Although only some came from Oklahoma, Dust Bowl refugees were generally referred to as Okies, regardless of their states of origin. Okie families packed onto rickety trucks and headed toward any place where a job might be found. Agricultural collapse and the Dust Bowl forced many Americans to leave the Midwestern and southern regions where they were born.
Reconstruction Finance Corporation
Hoover decided to reverse course and use federal resources to battle the depression. Believing the economy suffered from a lack of credit, Hoover urged Congress to create the Reconstruction Finance Corporation (RFC). Passed in 1932, the RFC gave more than a billion dollars of government loans to railroads and large businesses. The act also lent money to banks so that they could extend more loans to struggling businesses.
Trickle-Down Economies (Hoover’s plan to recover)
Hoover believed that if the government lend money to bankers, they would lend it in turn to businesses. Companies would then hire workers, production and consumption would increase, and the depression would end. This theory, known as trickle-down economies, held that money poured into the top of the economic pyramid will trickle down to the base.
Despite the failings of the RFC, Hoover succeeded with one project that made a difference. During the 1920s, Secretary of Commerce Hoover had called for the construction of a dam on the CO River. By the time Hoover became President in 1929, Congress had approved the project as part of a massive public-works program. Workers broke ground on Boulder Dam (later renamed Hoover Dam) in 1930. Construction brought much-needed employment to the Southwest during the early 1930s.
Most Americans did not want a revolution, but many did desire substantial changes. In 1932, one such group arrived in Washington, DC., demanding a solution to their particular problem. From across the country came World War I veterans seeking the bonus Congress had promised them. They became known as the Bonus Army. In 1924, Congress had passed the Adjusted Compensation Act, which provided for a lump-sum payment to the veterans in 1945. But in 1931, many veteran groups began to call for an early payment of the bonus, arguing that out-of-work vets needed the money to support themselves. The House of Representatives agreed and passed a bill to provide early payment of the bonuses.

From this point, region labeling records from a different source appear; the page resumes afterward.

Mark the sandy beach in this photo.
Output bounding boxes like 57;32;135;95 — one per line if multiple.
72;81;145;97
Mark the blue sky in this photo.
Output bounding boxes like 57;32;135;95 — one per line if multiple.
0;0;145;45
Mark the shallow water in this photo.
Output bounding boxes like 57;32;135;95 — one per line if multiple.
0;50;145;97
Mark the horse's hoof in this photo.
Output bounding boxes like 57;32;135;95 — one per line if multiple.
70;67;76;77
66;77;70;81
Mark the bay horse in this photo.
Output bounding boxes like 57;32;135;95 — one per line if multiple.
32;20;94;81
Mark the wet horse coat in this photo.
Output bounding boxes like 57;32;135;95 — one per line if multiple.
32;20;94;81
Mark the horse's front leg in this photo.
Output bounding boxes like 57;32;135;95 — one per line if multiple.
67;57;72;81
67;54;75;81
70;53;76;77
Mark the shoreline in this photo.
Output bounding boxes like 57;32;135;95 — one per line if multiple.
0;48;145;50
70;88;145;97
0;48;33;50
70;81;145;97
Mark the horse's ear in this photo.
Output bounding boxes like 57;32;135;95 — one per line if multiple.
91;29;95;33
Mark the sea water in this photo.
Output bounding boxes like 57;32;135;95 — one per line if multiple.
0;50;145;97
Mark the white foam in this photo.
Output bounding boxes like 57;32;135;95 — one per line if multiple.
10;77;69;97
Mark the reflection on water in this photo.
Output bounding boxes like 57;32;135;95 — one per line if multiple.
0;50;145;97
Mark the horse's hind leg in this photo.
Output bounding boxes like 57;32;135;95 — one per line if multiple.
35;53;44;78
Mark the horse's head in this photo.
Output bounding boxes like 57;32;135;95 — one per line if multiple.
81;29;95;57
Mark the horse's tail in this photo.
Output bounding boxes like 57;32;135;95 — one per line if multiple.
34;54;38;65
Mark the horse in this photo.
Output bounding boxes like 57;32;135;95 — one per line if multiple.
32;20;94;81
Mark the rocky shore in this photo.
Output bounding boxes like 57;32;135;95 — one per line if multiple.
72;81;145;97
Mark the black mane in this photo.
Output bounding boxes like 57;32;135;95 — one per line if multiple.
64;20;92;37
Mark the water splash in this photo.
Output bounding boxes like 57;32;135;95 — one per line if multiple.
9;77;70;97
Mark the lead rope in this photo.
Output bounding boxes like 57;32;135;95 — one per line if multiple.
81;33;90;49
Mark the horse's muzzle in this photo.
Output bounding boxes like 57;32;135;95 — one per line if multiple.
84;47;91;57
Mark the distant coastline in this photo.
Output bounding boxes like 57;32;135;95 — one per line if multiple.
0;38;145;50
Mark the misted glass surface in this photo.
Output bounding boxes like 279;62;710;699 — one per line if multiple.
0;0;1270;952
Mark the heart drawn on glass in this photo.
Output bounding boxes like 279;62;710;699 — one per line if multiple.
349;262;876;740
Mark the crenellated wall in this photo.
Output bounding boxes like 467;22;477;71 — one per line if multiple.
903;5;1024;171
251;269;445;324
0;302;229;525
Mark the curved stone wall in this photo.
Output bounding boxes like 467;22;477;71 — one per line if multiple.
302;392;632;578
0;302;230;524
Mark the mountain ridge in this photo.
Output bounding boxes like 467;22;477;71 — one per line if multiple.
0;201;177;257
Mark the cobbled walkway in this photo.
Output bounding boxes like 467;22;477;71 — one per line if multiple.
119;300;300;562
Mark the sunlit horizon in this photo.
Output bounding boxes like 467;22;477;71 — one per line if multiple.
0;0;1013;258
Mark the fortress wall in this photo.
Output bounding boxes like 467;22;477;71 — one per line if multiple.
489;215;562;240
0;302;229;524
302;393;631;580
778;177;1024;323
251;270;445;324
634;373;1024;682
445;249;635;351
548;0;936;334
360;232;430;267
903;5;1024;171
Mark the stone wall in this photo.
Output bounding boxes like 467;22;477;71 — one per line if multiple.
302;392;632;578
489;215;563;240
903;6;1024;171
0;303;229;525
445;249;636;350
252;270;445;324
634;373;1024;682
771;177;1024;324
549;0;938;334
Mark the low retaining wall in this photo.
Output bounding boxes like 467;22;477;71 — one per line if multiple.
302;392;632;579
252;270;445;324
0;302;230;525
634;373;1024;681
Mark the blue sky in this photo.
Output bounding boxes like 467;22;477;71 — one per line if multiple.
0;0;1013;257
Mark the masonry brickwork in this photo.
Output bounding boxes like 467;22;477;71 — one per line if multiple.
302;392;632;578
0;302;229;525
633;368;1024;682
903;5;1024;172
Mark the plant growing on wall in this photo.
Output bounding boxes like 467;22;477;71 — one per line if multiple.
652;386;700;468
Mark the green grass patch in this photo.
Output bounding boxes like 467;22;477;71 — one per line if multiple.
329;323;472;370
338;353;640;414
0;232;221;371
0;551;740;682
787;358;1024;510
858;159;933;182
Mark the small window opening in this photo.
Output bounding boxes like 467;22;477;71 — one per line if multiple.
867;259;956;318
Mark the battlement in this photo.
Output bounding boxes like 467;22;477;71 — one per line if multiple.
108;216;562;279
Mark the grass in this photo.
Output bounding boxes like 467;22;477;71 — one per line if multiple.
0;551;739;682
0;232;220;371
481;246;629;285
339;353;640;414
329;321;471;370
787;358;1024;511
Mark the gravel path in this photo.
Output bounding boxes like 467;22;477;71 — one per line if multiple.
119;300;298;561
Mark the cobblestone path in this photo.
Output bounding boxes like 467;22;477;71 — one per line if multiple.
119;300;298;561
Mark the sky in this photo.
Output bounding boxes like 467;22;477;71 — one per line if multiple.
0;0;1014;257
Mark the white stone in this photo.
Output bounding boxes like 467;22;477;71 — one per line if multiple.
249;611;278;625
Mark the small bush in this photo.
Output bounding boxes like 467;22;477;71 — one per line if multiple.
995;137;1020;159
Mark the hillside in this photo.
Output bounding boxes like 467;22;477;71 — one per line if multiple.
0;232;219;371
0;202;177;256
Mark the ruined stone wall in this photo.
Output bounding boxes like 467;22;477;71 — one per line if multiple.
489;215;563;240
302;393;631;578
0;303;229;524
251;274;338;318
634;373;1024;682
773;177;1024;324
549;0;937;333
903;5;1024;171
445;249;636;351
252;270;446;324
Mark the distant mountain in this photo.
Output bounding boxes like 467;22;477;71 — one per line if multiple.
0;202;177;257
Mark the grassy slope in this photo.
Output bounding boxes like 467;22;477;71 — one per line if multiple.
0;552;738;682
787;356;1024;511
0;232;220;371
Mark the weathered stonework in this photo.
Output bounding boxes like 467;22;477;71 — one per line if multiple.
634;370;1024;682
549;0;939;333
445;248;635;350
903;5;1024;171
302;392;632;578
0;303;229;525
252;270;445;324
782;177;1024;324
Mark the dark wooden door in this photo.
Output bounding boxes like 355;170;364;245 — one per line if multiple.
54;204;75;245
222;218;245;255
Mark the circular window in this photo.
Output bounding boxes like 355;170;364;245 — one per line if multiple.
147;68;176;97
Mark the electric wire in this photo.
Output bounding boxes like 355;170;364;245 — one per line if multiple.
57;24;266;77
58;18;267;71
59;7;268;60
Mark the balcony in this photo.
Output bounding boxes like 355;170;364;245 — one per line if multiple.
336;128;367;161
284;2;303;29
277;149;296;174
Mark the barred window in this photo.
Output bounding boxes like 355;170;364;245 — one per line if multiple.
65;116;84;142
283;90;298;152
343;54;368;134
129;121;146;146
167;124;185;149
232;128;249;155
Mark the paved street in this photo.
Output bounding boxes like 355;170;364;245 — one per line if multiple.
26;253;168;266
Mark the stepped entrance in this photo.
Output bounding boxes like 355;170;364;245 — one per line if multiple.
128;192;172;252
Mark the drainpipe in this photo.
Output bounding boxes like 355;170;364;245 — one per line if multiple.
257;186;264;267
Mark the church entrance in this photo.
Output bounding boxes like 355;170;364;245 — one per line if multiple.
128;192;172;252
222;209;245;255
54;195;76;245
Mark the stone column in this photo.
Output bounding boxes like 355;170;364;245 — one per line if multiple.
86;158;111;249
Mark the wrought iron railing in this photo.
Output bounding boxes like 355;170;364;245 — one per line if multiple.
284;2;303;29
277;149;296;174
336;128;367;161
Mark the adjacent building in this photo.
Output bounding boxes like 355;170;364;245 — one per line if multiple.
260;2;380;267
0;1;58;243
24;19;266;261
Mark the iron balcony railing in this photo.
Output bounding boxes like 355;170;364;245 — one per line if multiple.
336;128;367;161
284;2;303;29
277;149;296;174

However, the bill was defeated in the Senate.
Grapes of Wrath by John Steinbeck
Published during the depths of the depression, The Grapes of Wrath won the Pulitzer Prize in 1940. Steinbeck’s sympathetic portrayal of dispossessed Okies, along with his searing criticism of the rich and powerful who profited from their plight, caused an immediate sensation. The novel tells the story of the Joad family, hardly Dust Bowl farmers who are forced off their land by the bank. The Joads join the mass migration west, to the “promised land” of California. There, instead of opportunity, they find low wages, harsh conditions, discrimination- and finally, after years of drought, the cruel irony of a killing flood.
Analyze the causes of the Great Depression
Overproduction and underconsumption of agricultural crops. Uneven distribution of income. Gradual accumulation of consumer debt. Widespread stock market speculation.
Analyze the effects of the Great Depression
Banks and businesses fail. Unemployment soars. Personal incomes shrink. Countries enact high tariffs to protect their products from foreign competition; world trade declines. American loans to Europe dry up.